Людмила аккуратно, до последнего булька, слила содержимое бутылки в стакан, одним махом выпила и, скривившись, отмахнулась от хлеба, который пыталась сунуть ей Лариса:
— Убери.
— Но закусить же…
— Закуска градус отбивает! — строго процитировала Люда. — Ты лучше скажи, Володька тебе звонил сегодня?
— Ой, точно, — вспомнила Лариса, — часа два назад. Спрашивал, не забегала ли ты ко мне.
— И что ты ответила?
— Что не забегала. Тебя же тогда еще не было.
— Вот и правильно. Вот и дальше так отвечай.
— Люська! — Лариса плюхнулась на диван. — Какая сволочь тебе сказала?
— В жизни не поверишь! Сама его пассия! — Людмила покачала головой и криво усмехнулась: — Очередная. Явилась змея, представляешь, в мой дом пришла! Через порог переступила, и ноги у нее не отнялись! А я, дура, еще сама ей дверь открыла, нет бы на цепочку запереться! Главное, я как раз борщ варила, морковку резала, так с ножом в руке и пошла открывать… Как я ее этим ножом не саданула?
— Люсенька… — Лариса погладила ее по плечу.
— Специально, наверное, караулила, когда я дома одна останусь, — продолжала говорить Людмила, словно не замечая ее. — А гут Володька по каким-то своим делам усвистал, пацанов я еще вчера к матери отвезла на выходные… она и заявилась, курица крашеная. И начинает мне объяснять, что мой муж, понимаешь, Ларка, мой Володька, ее любит! А со мной живет исключительно из жалости, по причине моих многочисленных болезней…
— Подожди, чьих болезней?
— Моих. Этот гад белобрысый ей расписал, что я страдаю двумя дюжинами хворей одновременно, от поноса до рака!
— О Господи!
— Вот именно, о Господи! Ну я ей, естественно, вежливо так говорю, проходите, дескать, на кухню, а то у меня там борщ кипит. Эта корова нервно на ножичек у меня в руке косится и дрожащим голоском уточнять начинает: «А зачем, собственно?» Ну, я ей разъясняю. «Вы, — говорю, — какого черта вообще сюда приперлись? Радостью со мной поделиться, сообщить мне о вашей великой любви и смыться? По принципу: «плюнул — и в кусты»? Или у вас какие-то идеи есть по поводу нашего дальнейшего существования? Втроем?»
— Люська!
— А что, Люська? Должна же я была это насекомое как следует изучить? Она, конечно, сразу задергалась, ручонками сучить начала, причитать… «Вы, — говорит, — как благородная женщина, должны его отпустить и не препятствовать его счастью!» Я у нее, естественно, спрашиваю: с какого такого перепугу она решила, что я благородная женщина? И почему я должна верить ей на слово, что именно с ней у моего Володьки образуется именно то немыслимое счастье, про которое она мне тут заливает? «Вы же, — говорю, — понимаете, что я несу за него известную ответственность? И не могу отдать его просто так, в совершенно незнакомые чужие руки!»

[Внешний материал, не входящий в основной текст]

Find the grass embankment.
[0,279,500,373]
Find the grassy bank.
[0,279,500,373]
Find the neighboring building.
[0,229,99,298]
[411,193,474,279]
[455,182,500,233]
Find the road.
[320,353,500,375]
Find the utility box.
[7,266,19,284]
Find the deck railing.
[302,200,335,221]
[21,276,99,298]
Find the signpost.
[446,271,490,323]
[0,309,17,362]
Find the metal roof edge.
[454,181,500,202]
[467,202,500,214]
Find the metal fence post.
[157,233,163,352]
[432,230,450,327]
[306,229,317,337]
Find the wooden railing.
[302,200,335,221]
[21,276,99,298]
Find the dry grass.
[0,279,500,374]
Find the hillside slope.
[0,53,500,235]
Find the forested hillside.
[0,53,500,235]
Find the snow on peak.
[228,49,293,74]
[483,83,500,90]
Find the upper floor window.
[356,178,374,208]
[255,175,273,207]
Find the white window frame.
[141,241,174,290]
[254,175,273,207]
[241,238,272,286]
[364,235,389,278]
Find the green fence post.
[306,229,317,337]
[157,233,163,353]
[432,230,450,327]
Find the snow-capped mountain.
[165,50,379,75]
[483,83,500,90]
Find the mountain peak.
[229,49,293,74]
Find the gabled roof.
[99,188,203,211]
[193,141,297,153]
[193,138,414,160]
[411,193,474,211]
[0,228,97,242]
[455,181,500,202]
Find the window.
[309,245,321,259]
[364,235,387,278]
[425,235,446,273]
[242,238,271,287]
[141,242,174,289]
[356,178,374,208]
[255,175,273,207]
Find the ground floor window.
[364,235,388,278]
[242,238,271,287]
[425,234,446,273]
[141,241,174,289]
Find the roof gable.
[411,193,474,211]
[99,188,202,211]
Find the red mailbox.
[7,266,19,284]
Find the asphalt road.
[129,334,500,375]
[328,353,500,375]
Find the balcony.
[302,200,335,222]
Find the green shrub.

— Люська, как ты могла? Вот так спокойно сидеть…
— Я не сидела, я продолжала борщ варить.
— Тем более! Варить борщ, разговаривать с ней, шутить еще?!
— Сама удивляюсь. Наверное, за эти годы хорошо подготовилась морально. В общем-то я понимала, что рано или поздно… ну, должно же было это когда-нибудь произойти, правда?
— Так ты что, — Лариса смотрела на подругу почти с ужасом, — ты что, все про него и про его девиц знала?